Differences between fixed and adjustable rate loans

With a fixed-rate loan, your payment doesn't change for the entire duration of your loan. The portion of the payment allocated to your principal (the actual loan amount) will go up, but your interest payment will decrease in the same amount. The property tax and homeowners insurance which are almost always part of the payment will go up over time, but for the most part, payment amounts on these types of loans don't increase much.

When you first take out a fixed-rate loan, the majority your payment is applied to interest. That gradually reverses as the loan ages.

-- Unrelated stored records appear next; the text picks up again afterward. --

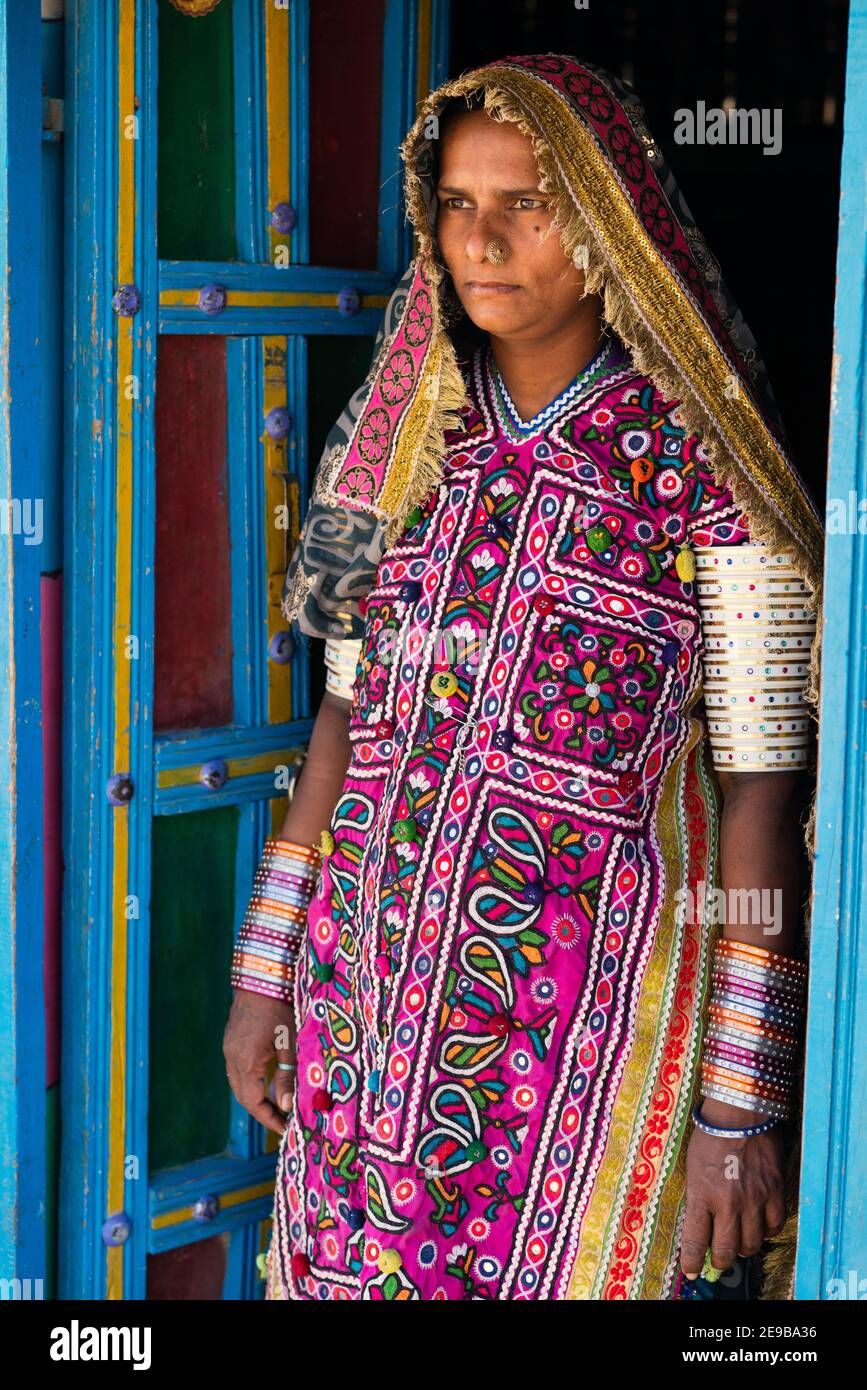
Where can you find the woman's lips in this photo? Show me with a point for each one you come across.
(486, 287)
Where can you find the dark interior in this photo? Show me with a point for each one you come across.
(769, 218)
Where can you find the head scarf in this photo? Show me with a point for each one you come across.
(621, 218)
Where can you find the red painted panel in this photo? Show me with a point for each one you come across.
(192, 581)
(345, 107)
(189, 1272)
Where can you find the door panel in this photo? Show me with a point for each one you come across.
(229, 216)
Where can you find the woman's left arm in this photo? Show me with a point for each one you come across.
(735, 1186)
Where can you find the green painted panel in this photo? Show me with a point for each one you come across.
(196, 135)
(192, 925)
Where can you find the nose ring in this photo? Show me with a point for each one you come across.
(498, 252)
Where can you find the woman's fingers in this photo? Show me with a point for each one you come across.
(695, 1239)
(725, 1240)
(774, 1214)
(284, 1076)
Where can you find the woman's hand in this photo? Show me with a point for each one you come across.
(735, 1196)
(256, 1030)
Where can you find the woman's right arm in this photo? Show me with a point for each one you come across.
(249, 1039)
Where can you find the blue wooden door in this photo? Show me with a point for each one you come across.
(239, 228)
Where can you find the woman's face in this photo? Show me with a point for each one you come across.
(489, 186)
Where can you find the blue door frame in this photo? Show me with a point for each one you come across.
(113, 1209)
(22, 1048)
(832, 1223)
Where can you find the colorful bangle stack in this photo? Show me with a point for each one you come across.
(753, 1032)
(273, 926)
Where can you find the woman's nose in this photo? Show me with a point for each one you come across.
(478, 236)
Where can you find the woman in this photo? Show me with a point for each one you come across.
(528, 1065)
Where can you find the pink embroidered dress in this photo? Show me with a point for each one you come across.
(499, 997)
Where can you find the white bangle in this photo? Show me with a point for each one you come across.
(341, 665)
(757, 626)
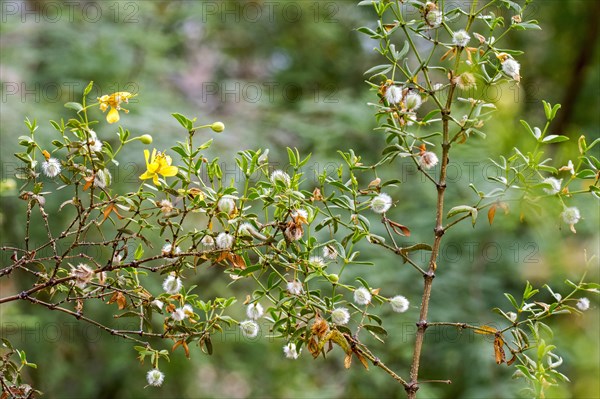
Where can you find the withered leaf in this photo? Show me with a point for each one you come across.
(348, 360)
(119, 298)
(485, 330)
(362, 359)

You might choose a fixed-rate loan to lock in a low interest rate. People select fixed-rate loans because interest rates are low and they want to lock in the lower rate. For homeowners who have an ARM now, refinancing with a fixed-rate loan can provide more monthly payment stability. If you currently have an Adjustable Rate Mortgage (ARM), we'll be glad to assist you in locking a fixed-rate at a favorable rate. Call American Commerce Mortgage at 714-970-9700 to discuss how we can help.

Adjustable Rate Mortgages — ARMs, as we called them above — come in many varieties. ARMs usually adjust every six months, based on various indexes.

Most programs feature a cap that protects you from sudden increases in monthly payments. Your ARM may feature a cap on how much your interest rate can go up in one period. For example: no more than a couple percent per year, even if the underlying index goes up by more than two percent. Sometimes an ARM has a "payment cap" that guarantees that your payment won't increase beyond a fixed amount in a given year. In addition, almost all ARMs have a "lifetime cap" — this means that the interest rate will never exceed the cap amount.

ARMs most often have the lowest, most attractive rates toward the beginning of the loan. They provide that rate from a month to ten years. You may have heard about "3/1 ARMs" or "5/1 ARMs". In these loans, the introductory rate is set for three or five years. After this period it adjusts every year. These types of loans are fixed for 3 or 5 years, then they adjust. These loans are often best for borrowers who expect to move within three or five years. These types of adjustable rate programs benefit people who will sell their house or refinance before the initial lock expires.

You might choose an ARM to get a very low initial interest rate and count on moving, refinancing or absorbing the higher rate after the initial rate expires. ARMs can be risky in a down market because homeowners can get stuck with increasing rates if they cannot sell their home or refinance with a lower property value.